= Jack Massarik =

British musician and jazz critic (died 2014)

Jack Massarik was a jazz journalist and musician. A jazz critic for more than 40 years, he provided continuous reportage for the London Evening Standard for 35 years from September 1979 until his death in July 2014, aged 74.

During his journalistic career, he was a regular guest on BBC Radio 4 and BBC Radio 3 offering his expert advice about current jazz trends and jazz musicians in podcast interviews. Along with The Guardian's jazz critic John Fordham, he regularly reviewed new jazz album releases and contributed reviews to the magazine Jazzwise for over 12 years.
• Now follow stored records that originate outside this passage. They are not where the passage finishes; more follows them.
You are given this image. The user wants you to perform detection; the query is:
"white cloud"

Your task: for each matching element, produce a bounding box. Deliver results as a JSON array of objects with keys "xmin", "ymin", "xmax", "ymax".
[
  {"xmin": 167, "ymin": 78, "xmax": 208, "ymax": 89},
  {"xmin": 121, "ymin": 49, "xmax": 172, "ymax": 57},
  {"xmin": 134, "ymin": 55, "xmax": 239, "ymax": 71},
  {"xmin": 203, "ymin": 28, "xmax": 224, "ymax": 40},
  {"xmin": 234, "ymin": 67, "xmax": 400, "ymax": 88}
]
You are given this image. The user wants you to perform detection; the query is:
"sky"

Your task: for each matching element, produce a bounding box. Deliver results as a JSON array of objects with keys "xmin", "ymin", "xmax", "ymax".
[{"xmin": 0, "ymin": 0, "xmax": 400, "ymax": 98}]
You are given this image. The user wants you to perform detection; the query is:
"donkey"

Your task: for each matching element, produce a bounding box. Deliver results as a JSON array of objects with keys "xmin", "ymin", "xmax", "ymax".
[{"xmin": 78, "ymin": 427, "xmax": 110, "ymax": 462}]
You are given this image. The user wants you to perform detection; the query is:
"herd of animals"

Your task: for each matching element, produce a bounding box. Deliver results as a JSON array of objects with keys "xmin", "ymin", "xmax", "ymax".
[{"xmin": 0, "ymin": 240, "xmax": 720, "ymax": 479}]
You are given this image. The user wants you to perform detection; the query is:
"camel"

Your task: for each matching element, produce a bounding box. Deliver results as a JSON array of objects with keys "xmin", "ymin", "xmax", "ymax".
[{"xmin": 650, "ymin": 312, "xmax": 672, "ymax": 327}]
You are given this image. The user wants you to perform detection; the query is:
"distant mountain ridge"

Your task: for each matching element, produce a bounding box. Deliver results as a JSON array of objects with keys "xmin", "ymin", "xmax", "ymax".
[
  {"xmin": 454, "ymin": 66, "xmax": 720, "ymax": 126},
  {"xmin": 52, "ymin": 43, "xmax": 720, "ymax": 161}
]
Born in Stafford in the West Midlands to refugee parents who'd fled a war-torn Europe, Massarik learnt to play piano at the age of nine and then at 14 years of age played in a Big Band. During his time at the University of Manchester, he continued performing around the city, learning jazz piano and saxophone and compiling a what's-on column for the student newspaper. In the late Sixties he moved into journalism, progressed from local London papers to a career as a reporter and sub-editor with the Press Association in Fleet Street, and was a reporter/sub-editor on The Guardian newspaper's’ foreign and sports desks for more than 20 years.

As well as critiquing established British and International jazz musicians, he also championed new jazz musicians and supported one of the few British female jazz promoters and bookers, Flavia Brilli, who ran the Central Bar jazz club.

His long career as a journalist and jazz critic meant he was highly regarded by the jazz community and fellow jazz critics. A memorial service was held on July 30th 2014 attended by English jazz singer Claire Martin and British jazz pianist and broadcaster, Julian Joseph, both of whom worked with him regularly on BBC Radio 3’s Jazz Line Up

Managing director of Ronnie Scott's Jazz Club, Simon Cooke, said of Massarik:

“Jack was as much a fixture on the UK jazz scene as any musician,”... “His forthright and highly candid views mixed with his love for, and deep knowledge of, the music made him a must-read; his willingness to support the newer musicians led to the development of many of the UK's present jazz stars.”